Numerical Results and Observations

The experiments show that $\mathcal{L}_{\dmi}$ consistently outperforms or competes with state-of-the-art methods across various levels and types of label noise. Key observations include:

  • In scenarios with non-diagonally dominant noise, where traditional distance-based losses succumb to model bias towards class imbalances, $\mathcal{L}_{\dmi}$ maintains superior accuracy.
  • $\mathcal{L}_{\dmi}$ shows minimal performance degradation as noise levels increase, highlighting its robustness.

Implications and Future Directions

The implications of introducing $\mathcal{L}_{\dmi}$ are profound for both theoretical research and practical deployment of machine learning systems in noisy environments.
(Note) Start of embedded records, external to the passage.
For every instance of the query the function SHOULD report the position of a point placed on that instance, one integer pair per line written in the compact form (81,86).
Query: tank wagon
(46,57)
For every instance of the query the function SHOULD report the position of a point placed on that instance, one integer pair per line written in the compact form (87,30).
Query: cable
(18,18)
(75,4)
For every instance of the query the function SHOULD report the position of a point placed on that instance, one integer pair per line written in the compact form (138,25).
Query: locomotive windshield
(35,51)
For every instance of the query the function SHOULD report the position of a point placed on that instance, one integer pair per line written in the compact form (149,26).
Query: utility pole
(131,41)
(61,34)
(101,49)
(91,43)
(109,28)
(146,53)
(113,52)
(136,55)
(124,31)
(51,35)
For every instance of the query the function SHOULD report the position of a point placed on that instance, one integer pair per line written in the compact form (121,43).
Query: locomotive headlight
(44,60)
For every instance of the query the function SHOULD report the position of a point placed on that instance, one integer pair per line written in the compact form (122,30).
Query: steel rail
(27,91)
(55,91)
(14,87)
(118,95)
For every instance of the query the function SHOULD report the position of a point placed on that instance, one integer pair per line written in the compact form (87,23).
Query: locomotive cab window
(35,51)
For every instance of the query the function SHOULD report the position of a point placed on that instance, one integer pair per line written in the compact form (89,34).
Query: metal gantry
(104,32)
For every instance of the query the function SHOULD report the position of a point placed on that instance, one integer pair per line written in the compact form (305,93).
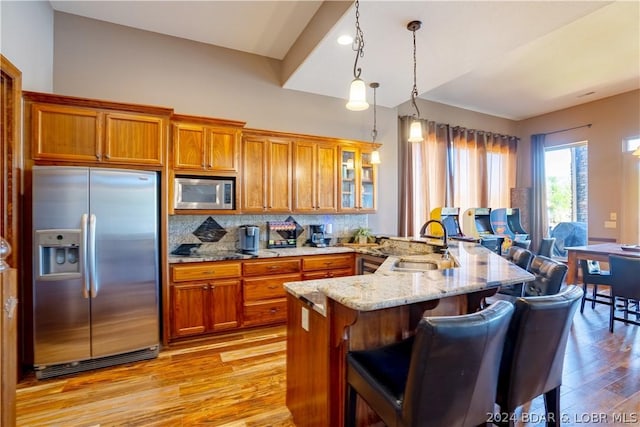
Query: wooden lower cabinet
(264,297)
(205,297)
(208,297)
(203,307)
(328,266)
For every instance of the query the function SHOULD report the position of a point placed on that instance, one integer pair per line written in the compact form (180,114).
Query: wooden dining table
(599,252)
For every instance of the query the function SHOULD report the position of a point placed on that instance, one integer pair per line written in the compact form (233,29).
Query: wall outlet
(305,319)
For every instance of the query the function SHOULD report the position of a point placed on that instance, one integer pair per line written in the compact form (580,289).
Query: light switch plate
(305,319)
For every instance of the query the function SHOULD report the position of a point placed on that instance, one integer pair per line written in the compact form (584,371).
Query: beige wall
(136,66)
(99,60)
(613,174)
(26,39)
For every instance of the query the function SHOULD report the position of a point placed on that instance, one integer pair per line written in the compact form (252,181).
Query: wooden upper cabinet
(80,130)
(133,138)
(266,174)
(315,183)
(358,181)
(66,133)
(201,144)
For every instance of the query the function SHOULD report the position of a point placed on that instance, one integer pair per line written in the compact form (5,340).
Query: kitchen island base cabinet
(307,364)
(317,347)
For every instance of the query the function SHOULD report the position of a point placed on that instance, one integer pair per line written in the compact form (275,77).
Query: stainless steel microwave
(204,193)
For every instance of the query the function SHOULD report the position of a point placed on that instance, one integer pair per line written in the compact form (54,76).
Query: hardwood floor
(239,380)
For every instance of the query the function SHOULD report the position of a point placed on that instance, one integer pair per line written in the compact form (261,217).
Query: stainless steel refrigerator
(95,268)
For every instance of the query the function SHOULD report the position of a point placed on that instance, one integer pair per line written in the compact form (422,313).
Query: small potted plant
(362,235)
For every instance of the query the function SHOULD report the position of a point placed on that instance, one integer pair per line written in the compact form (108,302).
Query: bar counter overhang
(329,317)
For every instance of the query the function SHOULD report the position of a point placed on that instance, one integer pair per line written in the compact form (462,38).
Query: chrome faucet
(423,230)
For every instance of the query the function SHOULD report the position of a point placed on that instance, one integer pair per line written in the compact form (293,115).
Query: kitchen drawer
(271,266)
(267,288)
(260,313)
(213,270)
(328,274)
(327,262)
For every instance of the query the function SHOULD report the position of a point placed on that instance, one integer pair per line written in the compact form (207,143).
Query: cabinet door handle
(10,307)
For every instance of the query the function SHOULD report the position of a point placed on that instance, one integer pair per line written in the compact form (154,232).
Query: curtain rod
(565,130)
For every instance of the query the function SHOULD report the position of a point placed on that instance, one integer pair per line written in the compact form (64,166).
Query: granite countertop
(225,255)
(477,268)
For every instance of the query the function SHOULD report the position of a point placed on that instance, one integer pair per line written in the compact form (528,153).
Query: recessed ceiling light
(345,39)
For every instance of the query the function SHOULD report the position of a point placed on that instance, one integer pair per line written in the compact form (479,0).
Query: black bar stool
(446,375)
(591,274)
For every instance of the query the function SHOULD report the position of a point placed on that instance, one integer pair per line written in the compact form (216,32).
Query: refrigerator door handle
(93,279)
(83,255)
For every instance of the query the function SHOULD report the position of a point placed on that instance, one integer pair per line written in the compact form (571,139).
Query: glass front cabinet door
(357,180)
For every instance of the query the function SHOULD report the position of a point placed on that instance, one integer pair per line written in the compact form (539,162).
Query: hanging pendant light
(415,131)
(375,155)
(358,90)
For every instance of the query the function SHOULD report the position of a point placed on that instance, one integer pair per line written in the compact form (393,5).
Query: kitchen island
(328,318)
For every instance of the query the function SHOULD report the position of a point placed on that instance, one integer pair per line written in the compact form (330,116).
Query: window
(566,182)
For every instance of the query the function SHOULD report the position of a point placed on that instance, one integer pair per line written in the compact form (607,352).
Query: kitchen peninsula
(327,318)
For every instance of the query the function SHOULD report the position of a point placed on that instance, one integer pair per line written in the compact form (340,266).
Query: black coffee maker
(249,237)
(316,236)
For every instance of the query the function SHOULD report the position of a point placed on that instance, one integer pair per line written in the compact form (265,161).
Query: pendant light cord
(414,92)
(374,132)
(358,43)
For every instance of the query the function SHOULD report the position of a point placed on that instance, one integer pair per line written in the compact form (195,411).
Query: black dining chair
(445,375)
(594,276)
(525,244)
(534,350)
(522,258)
(549,275)
(546,246)
(625,288)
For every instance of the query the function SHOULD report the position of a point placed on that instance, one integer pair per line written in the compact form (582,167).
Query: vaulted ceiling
(512,59)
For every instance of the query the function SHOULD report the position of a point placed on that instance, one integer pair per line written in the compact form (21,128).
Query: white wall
(26,39)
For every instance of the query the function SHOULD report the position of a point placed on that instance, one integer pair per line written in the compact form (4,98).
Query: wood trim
(307,138)
(8,347)
(95,103)
(208,121)
(10,156)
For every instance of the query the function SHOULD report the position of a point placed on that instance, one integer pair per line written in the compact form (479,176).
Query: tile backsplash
(220,232)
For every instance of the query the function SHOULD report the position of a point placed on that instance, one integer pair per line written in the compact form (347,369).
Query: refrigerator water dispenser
(59,254)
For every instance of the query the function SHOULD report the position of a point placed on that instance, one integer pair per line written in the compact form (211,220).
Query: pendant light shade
(357,96)
(415,132)
(358,90)
(375,157)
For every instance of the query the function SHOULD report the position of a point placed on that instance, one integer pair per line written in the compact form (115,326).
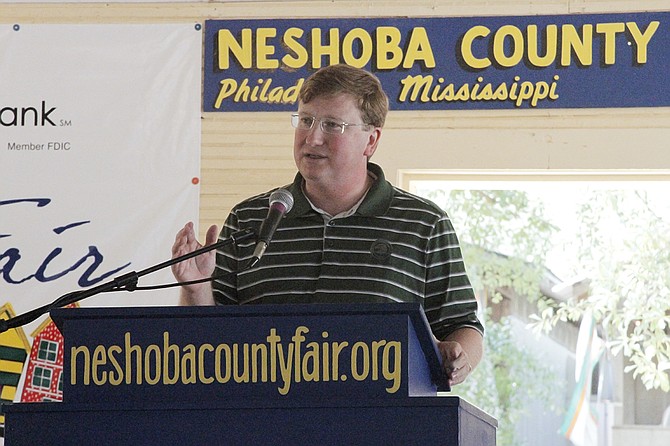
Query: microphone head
(282,197)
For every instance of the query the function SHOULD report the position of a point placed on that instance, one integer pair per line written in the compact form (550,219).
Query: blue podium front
(260,374)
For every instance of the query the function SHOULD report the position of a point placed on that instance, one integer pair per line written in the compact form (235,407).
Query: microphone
(281,201)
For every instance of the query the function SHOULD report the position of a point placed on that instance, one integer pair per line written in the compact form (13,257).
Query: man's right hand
(195,268)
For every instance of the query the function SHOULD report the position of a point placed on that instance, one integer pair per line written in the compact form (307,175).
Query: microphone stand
(126,282)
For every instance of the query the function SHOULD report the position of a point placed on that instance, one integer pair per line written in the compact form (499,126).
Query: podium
(319,374)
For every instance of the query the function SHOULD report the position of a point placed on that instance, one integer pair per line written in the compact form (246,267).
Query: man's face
(334,160)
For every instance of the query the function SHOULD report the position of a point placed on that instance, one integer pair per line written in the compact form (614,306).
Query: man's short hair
(361,84)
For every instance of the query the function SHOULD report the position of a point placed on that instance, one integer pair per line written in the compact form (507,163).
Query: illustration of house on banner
(14,349)
(44,380)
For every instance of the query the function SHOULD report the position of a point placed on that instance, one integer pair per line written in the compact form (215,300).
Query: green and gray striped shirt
(395,247)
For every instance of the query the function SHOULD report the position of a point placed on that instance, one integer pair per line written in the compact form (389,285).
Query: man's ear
(373,140)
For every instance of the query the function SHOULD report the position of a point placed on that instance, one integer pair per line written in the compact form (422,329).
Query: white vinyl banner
(99,157)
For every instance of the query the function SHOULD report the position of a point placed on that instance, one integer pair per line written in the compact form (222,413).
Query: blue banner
(456,63)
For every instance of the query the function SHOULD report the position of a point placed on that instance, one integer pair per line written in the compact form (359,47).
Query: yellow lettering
(581,45)
(222,373)
(228,44)
(348,46)
(389,53)
(392,373)
(129,350)
(466,47)
(609,31)
(297,56)
(320,49)
(419,49)
(499,46)
(551,45)
(201,363)
(188,365)
(115,379)
(99,359)
(86,369)
(641,39)
(264,50)
(155,379)
(364,362)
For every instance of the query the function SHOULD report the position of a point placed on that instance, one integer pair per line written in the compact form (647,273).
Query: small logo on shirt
(381,249)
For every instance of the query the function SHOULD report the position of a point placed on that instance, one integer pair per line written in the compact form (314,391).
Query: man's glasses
(302,121)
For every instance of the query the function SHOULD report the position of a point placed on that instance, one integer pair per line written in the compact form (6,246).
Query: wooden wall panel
(248,153)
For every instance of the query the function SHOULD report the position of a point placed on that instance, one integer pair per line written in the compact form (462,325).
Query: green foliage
(504,238)
(623,247)
(506,379)
(626,251)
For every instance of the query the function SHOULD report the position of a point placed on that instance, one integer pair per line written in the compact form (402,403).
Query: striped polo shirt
(396,247)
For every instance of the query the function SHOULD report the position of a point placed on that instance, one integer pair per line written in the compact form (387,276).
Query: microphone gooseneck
(281,201)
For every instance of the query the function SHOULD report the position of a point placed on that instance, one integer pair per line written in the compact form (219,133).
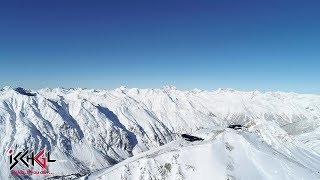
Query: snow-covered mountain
(88,130)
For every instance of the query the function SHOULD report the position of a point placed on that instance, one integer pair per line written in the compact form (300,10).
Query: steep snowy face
(88,130)
(224,154)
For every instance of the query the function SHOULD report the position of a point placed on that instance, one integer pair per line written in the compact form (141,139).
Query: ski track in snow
(89,131)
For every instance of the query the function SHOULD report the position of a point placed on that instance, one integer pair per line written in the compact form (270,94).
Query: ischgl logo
(28,158)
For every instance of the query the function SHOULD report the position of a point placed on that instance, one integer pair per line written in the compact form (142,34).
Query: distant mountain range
(89,131)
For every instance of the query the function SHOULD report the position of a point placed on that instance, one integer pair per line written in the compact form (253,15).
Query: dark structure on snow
(191,138)
(235,126)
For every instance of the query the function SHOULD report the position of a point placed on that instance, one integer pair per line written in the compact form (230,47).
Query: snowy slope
(224,154)
(87,130)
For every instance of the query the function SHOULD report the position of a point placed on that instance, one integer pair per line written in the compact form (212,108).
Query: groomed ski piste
(132,133)
(261,152)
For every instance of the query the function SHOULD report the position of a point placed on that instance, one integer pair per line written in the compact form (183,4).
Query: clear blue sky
(246,45)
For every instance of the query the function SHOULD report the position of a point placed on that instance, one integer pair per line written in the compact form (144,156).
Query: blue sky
(246,45)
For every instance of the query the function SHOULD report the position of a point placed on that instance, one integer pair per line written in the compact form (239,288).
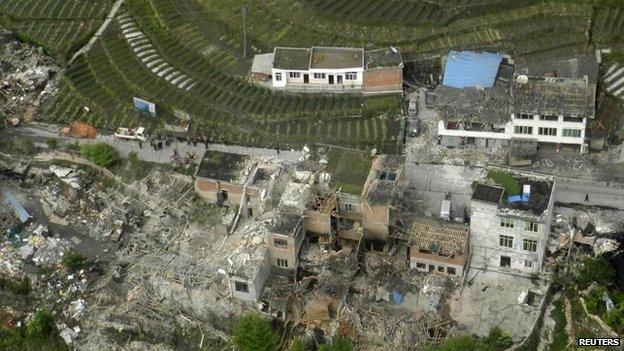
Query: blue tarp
(18,209)
(465,69)
(397,298)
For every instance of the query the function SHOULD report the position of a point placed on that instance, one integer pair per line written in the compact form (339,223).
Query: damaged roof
(348,169)
(389,57)
(439,236)
(336,58)
(291,58)
(475,105)
(466,69)
(555,96)
(223,166)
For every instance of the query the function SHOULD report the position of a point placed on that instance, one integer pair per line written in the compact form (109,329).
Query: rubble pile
(24,73)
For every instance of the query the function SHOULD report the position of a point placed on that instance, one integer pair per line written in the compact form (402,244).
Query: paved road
(40,133)
(573,191)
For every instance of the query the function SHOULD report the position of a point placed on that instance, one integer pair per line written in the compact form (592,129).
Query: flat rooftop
(382,58)
(223,166)
(285,223)
(437,236)
(336,58)
(291,58)
(488,193)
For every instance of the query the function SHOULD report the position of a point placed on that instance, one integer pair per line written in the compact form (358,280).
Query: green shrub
(253,333)
(506,180)
(101,154)
(339,344)
(74,261)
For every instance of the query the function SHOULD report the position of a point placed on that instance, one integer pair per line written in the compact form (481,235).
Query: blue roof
(18,209)
(465,69)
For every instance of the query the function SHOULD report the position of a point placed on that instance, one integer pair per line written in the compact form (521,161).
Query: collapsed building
(236,180)
(331,69)
(488,100)
(509,232)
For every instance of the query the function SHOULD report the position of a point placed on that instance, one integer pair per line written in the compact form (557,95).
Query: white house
(332,69)
(516,103)
(509,232)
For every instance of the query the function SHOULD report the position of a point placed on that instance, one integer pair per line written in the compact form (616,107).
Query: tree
(42,326)
(101,154)
(339,344)
(460,343)
(615,318)
(297,345)
(254,333)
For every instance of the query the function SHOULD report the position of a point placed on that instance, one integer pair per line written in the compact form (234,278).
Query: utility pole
(244,9)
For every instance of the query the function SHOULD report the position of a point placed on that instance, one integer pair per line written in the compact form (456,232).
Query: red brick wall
(381,79)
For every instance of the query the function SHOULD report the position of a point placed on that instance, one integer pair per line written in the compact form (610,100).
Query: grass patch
(560,336)
(349,169)
(506,180)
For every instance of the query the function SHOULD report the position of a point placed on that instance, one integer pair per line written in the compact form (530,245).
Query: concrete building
(508,232)
(331,69)
(285,236)
(236,180)
(440,247)
(249,270)
(487,100)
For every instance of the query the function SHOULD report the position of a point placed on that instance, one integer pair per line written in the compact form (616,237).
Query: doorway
(505,261)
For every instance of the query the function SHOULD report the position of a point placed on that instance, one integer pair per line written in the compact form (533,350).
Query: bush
(254,333)
(615,318)
(74,261)
(597,270)
(298,345)
(101,154)
(339,344)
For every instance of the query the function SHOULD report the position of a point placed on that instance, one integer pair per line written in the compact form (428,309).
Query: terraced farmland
(186,56)
(57,26)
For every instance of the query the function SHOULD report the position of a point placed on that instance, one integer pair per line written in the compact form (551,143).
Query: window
(529,245)
(506,241)
(349,207)
(240,286)
(572,133)
(549,118)
(531,226)
(507,222)
(523,130)
(351,76)
(282,263)
(573,119)
(280,243)
(547,131)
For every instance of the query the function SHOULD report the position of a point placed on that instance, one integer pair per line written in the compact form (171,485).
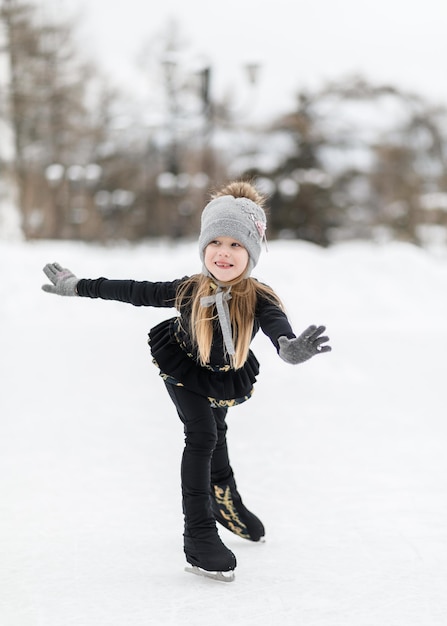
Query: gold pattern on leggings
(229,513)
Practically, it can be immediately applied to existing architectures without additional data or noise estimation, streamlining processes where noise-robustness is critical, such as in medical imaging or crowdsourced datasets.

Theoretically, this work opens avenues to explore more generalistic formulations of mutual information for other types of noise and dependencies beyond the instance-independent assumption. Future research could also investigate optimizations in the training procedure aligned with DMI's theoretical underpinnings to further enhance model performance in clean data conditions.

Overall, the paper makes significant strides toward robust and theoretically justified approaches in training models under practical constraints, marking a meaningful addition to the field of machine learning both in theory and application.